All of lore.kernel.org
 help / color / mirror / Atom feed
From: Emanuele Giuseppe Esposito <eesposit@redhat.com>
To: Vladimir Sementsov-Ogievskiy <vsementsov@virtuozzo.com>,
	qemu-block@nongnu.org
Cc: Kevin Wolf <kwolf@redhat.com>, Fam Zheng <fam@euphon.net>,
	qemu-devel@nongnu.org, Hanna Reitz <hreitz@redhat.com>,
	Stefan Hajnoczi <stefanha@redhat.com>,
	Paolo Bonzini <pbonzini@redhat.com>, John Snow <jsnow@redhat.com>
Subject: Re: [PATCH 10/12] block.c: add subtree_drains where needed
Date: Wed, 2 Feb 2022 16:37:43 +0100	[thread overview]
Message-ID: <a2e77f99-3138-0a24-9ced-79f441d42ca4@redhat.com> (raw)

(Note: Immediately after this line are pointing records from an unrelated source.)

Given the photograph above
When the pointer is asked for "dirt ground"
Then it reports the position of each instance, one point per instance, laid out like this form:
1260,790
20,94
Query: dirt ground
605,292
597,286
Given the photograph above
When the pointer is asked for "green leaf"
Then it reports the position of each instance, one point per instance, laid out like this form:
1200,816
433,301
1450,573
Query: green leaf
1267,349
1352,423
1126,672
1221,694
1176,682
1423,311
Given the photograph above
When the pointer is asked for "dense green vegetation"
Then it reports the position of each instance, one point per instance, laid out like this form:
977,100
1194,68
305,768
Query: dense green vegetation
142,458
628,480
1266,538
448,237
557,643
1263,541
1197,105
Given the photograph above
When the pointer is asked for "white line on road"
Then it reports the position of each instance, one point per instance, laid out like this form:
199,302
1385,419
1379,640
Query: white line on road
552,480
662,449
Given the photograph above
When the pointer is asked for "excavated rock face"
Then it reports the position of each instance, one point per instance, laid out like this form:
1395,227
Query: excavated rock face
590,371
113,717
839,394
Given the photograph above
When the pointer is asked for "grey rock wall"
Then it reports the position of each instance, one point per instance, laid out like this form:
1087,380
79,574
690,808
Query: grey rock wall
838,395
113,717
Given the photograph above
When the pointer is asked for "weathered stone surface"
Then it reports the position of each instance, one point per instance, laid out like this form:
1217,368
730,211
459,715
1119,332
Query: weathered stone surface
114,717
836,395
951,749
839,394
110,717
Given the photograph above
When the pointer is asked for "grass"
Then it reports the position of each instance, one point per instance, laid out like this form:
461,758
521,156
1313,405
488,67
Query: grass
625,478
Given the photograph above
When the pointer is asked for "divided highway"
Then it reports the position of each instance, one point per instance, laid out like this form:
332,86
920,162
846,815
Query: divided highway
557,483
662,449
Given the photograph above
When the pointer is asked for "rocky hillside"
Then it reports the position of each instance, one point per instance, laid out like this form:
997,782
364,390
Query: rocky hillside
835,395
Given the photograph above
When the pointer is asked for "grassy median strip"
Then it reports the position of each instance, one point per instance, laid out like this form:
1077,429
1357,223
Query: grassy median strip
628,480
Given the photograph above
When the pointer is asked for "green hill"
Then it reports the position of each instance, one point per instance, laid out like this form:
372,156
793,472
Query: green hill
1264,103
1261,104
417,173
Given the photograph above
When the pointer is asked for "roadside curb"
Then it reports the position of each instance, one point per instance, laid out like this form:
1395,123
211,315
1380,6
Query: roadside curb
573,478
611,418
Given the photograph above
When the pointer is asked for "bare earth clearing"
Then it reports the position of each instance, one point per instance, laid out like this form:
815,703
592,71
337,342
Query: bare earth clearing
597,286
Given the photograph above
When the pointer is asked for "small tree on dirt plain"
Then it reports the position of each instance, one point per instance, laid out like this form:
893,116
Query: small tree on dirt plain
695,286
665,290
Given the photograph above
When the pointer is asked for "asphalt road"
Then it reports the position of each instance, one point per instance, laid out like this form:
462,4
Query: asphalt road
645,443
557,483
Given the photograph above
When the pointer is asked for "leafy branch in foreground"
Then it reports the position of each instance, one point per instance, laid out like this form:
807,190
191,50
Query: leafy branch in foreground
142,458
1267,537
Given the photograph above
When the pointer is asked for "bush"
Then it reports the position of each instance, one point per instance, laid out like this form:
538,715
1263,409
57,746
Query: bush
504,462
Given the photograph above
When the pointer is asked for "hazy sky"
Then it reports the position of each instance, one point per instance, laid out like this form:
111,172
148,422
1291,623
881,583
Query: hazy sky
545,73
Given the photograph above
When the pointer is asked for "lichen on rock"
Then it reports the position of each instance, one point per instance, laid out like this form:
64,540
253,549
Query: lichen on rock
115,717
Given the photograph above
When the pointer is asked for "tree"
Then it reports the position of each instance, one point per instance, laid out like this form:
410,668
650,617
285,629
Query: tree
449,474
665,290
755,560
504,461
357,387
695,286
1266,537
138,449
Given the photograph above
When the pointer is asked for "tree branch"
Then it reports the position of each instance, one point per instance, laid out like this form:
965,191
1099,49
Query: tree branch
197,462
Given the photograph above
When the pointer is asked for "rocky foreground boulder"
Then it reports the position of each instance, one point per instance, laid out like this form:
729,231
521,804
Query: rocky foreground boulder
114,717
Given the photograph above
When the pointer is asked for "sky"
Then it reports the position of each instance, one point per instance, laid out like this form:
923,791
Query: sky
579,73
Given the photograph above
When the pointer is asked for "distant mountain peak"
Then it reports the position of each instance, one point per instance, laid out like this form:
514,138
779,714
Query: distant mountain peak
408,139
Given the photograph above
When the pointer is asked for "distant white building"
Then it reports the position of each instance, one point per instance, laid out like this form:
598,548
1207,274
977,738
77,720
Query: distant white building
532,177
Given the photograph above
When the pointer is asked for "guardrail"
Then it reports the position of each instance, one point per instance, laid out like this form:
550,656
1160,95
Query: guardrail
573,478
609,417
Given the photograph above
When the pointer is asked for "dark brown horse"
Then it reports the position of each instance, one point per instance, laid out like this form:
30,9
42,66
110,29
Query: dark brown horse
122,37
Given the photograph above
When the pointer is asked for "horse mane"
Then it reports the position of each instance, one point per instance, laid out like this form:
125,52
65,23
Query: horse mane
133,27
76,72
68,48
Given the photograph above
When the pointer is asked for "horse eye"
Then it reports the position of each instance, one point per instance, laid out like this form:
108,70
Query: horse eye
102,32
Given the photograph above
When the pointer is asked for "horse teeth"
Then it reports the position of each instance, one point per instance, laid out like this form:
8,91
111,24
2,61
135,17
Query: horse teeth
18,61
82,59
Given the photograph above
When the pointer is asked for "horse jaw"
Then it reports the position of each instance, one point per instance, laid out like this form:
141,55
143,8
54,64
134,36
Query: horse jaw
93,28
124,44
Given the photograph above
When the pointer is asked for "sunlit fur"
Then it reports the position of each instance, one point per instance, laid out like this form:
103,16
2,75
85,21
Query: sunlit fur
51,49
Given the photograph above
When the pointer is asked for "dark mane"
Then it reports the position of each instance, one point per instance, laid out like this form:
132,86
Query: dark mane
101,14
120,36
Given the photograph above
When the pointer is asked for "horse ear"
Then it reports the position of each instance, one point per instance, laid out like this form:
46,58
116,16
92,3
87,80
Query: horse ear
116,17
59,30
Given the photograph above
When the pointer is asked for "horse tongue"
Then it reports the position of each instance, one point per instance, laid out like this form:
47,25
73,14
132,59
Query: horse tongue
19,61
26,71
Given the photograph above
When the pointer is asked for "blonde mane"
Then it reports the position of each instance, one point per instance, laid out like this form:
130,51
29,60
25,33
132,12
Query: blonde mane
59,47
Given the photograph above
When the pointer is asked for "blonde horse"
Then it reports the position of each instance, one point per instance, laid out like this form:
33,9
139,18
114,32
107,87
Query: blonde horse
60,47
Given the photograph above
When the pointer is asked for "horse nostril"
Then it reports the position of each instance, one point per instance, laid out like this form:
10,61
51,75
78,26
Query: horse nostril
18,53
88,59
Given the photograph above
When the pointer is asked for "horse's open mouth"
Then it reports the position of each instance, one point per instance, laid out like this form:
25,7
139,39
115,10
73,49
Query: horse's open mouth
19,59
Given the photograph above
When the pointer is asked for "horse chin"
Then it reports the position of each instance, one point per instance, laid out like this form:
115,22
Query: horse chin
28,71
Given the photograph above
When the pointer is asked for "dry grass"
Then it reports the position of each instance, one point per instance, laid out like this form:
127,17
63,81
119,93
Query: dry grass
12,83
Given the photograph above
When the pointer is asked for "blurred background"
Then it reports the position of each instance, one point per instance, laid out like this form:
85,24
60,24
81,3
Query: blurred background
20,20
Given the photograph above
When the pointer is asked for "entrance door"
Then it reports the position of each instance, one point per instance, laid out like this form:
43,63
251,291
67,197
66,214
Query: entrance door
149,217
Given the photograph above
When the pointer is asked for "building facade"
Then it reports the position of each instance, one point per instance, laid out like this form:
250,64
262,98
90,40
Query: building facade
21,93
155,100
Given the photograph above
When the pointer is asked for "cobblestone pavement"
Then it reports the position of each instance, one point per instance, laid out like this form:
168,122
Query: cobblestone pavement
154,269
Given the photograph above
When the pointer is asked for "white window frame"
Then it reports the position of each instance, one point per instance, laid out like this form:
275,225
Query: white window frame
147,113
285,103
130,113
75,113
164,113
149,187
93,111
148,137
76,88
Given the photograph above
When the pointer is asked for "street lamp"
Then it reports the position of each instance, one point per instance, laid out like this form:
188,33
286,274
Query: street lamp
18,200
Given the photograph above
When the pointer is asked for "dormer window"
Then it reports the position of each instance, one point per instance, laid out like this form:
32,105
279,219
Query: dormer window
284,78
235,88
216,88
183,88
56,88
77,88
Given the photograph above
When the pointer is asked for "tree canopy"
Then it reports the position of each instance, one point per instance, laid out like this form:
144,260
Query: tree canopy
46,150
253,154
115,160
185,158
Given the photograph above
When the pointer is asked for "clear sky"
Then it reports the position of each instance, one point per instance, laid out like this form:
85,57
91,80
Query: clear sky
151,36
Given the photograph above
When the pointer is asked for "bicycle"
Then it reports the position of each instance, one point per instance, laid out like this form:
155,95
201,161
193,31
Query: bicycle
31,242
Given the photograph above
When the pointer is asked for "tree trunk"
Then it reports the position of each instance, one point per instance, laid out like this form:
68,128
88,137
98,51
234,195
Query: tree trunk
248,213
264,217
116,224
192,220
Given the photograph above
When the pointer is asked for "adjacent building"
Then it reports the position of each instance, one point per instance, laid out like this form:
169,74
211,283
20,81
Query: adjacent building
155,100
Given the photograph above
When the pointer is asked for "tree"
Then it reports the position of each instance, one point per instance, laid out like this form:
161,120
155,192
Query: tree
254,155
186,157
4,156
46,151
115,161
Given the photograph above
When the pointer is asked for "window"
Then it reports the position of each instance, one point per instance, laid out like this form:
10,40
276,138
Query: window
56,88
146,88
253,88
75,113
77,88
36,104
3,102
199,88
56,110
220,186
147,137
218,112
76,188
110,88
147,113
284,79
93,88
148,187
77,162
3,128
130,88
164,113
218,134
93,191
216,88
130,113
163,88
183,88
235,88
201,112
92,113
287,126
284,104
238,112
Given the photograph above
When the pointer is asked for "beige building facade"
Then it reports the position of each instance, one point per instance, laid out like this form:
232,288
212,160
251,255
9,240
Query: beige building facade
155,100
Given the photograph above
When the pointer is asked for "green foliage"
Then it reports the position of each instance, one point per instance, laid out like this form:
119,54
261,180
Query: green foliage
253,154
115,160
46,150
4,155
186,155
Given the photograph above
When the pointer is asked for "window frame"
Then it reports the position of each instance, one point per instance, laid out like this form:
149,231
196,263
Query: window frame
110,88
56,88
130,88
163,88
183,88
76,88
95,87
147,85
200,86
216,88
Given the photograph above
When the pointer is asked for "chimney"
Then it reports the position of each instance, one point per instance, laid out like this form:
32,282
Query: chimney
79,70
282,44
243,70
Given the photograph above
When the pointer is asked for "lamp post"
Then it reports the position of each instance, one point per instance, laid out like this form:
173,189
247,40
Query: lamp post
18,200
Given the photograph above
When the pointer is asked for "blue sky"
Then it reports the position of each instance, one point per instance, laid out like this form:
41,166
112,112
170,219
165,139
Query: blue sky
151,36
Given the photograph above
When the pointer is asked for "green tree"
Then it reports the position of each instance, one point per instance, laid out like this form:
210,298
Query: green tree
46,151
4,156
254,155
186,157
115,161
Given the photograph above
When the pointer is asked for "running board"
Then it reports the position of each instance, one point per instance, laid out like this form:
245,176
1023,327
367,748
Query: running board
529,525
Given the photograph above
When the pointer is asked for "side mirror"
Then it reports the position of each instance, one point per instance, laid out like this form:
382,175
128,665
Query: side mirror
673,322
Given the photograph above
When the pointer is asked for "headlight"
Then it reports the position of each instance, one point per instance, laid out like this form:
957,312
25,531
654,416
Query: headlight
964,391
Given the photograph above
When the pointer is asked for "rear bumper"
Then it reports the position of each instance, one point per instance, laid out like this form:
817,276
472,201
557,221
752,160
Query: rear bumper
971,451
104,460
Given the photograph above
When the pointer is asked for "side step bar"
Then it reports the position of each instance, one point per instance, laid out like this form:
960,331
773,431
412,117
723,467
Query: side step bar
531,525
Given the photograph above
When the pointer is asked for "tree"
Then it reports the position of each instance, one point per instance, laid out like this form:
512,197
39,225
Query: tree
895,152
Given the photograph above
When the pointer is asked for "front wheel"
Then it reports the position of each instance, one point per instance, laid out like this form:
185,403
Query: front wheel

In-Reply-To: <52eff922-0ca4-fc12-0edb-8eb963ac306c@virtuozzo.com>



On 01/02/2022 15:47, Vladimir Sementsov-Ogievskiy wrote:
> 18.01.2022 19:27, Emanuele Giuseppe Esposito wrote:
>> Protect bdrv_replace_child_noperm, as it modifies the
>> graph by adding/removing elements to .children and .parents
>> list of a bs. Use the newly introduced
>> bdrv_subtree_drained_{begin/end}_unlocked drains to achieve
>> that and be free from the aiocontext lock.
>>
>> One important criteria to keep in mind is that if the caller of
>> bdrv_replace_child_noperm creates a transaction, we need to make sure
>> that the
>> whole transaction is under the same drain block. This is imperative,
>> as having
>> multiple drains also in the .abort() class of functions causes
>> discrepancies
>> in the drained counters (as nodes are put back into the original
>> positions),
>> making it really hard to retourn all to zero and leaving the code very
>> buggy.
>> See https://patchew.org/QEMU/20211213104014.69858-1-eesposit@redhat.com/
>> for more explanations.
>>
>> Unfortunately we still need to have bdrv_subtree_drained_begin/end
>> in bdrv_detach_child() releasing and then holding the AioContext
>> lock, since it later invokes bdrv_try_set_aio_context() that is
>> not safe yet. Once all is cleaned up, we can also remove the
>> acquire/release locks in job_unref, artificially added because of this.
>>
>> Signed-off-by: Emanuele Giuseppe Esposito <eesposit@redhat.com>
>> ---
>>   block.c | 50 ++++++++++++++++++++++++++++++++++++++++++++------
>>   1 file changed, 44 insertions(+), 6 deletions(-)
>>
>> diff --git a/block.c b/block.c
>> index fcc44a49a0..6196c95aae 100644
>> --- a/block.c
>> +++ b/block.c
>> @@ -3114,8 +3114,22 @@ static void bdrv_detach_child(BdrvChild **childp)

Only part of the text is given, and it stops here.